- Poster
- Directed by: Muthyala Subbaiah
- Screenplay by: Muthyala Subbaiah
- Produced by: Ambika Krishna
- Starring: Upendra Ramya Krishna Raasi Nagendra Babu Babu Mohan
- Cinematography: Dattu
- Music by: Koti
- Release date: 25 May 2000;
- Country: India
- Language: Telugu

= Oke Maata =

Oke Maata is a 2000 Indian Telugu-language film directed by Muthyala Subbaiah and produced by Ambhika Krishna. The film stars Upendra, Ramya Krishna, Raasi, and Nagendra Babu. Upon release, it received negative reviews.

==Plot==
Suryam is the leader of the fisherfolk in the coastal village of Meenampet. Rani, a fellow villager, is in love with him. However, Sireesha, a public prosecutor, becomes an obstacle to Suryam's efforts to protect the environment. Suryam, along with the fisherfolk, confronts JP, the owner of a factory that is responsible for mass fish deaths due to pollutants being released into the sea. Sireesha, acting at JP's behest, has Suryam arrested.

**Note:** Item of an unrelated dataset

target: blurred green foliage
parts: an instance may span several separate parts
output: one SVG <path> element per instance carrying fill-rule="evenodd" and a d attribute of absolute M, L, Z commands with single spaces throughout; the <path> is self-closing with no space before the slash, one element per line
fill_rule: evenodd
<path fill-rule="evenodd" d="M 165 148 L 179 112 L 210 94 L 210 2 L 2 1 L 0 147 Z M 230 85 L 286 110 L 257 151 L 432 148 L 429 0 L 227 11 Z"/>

While in jail, Suryam recalls his past, particularly his time in law college when he and Sireesha were romantically involved. Despite her brother’s disapproval, Sireesha and Suryam plan to marry. However, Suryam’s brother, Ganagaraju, intercepts the smuggling activities of Sireesha's brother, which enrages him. He blames Suryam for marrying his sister against his wishes, leading to the murder of Ganagaraju. Sireesha’s brother frames Suryam for the crime, resulting in his arrest. The case is later dismissed due to Sireesha’s defence.

Upon his release, Suryam confronts Sireesha’s brother, learning that he was responsible for Ganagaraju’s death. In an unexpected turn, Sireesha's brother accidentally falls to his death from the upper floor of his house. Unaware of the true cause of her brother's death, Sireesha harbours a deep resentment towards Suryam.

As Suryam is released on bail, Sireesha's sister-in-law exposes her brother's shady activities. Sireesha, now aware of the truth, decides to reconcile with Suryam. The story concludes with their reunion.

==Cast==
- Upendra as Suryam
- Ramya Krishna as Sireesha
- Raasi as Rani
- Nagendra Babu as Gangaraju
- Jayaprakash Reddy as JP
- Surya as Sirisha's brother
- Babu Mohan
- M. S. Narayana
- Achyuth

==Soundtrack==
The music was composed by Koti.

| No. | Song | Singers | Lyrics | Length (m:ss) |
|---|---|---|---|---|
| 1 | Raja Raja Chola | Devan, Sujatha Mohan | Ghantadi Krishna | 4.12 |
| 2 | Kolo Kolo Koilallu | Sukhwinder Singh, Gopika Poornima | Sirivennela Seetharama Sastry | 5.09 |
| 3 | Hatteri Butta | S. P. Balasubrahmanyam, Chithra | Ravikumar | 3.49 |
| 4 | Maa Manchi | Sukhwinder Singh, Shivaleela | Samavedam Shanmukha Sarma | 4.15 |
| 5 | Raja Raja Chola | Devan, Sujatha | Ghantadi Krishna | 4.12 |
| 6 | Kiss Me Kiss Me | Devi Sri Prasad, Anuradha Sriram | Chandrabose | 4.52 |

== Reception ==
A critic for Andhra Today described Oke Maata as a below-average film with a poorly executed script, lackluster performances from the lead pair, and ineffective direction by Muthyala Subbaiah, ultimately failing to engage the audience.

A critic for Telugucinema.com reviewed Oke Maata negatively, criticizing the film for its poor performances, vulgar comedy, lengthy dialogues, and weak direction. The review also highlighted the film's lack of substance and unconvincing plot, suggesting it be erased from memory.

A critic from Indiainfo wrote "When a fresh breeze is passing filmmaking, it is sad to find a movie with an age-old revenge story. Oke Mata, Muthyalasubbaiah's sentiment and action melodrama has nothing to offer and is a best example for lack of innovativeness in filmmaking".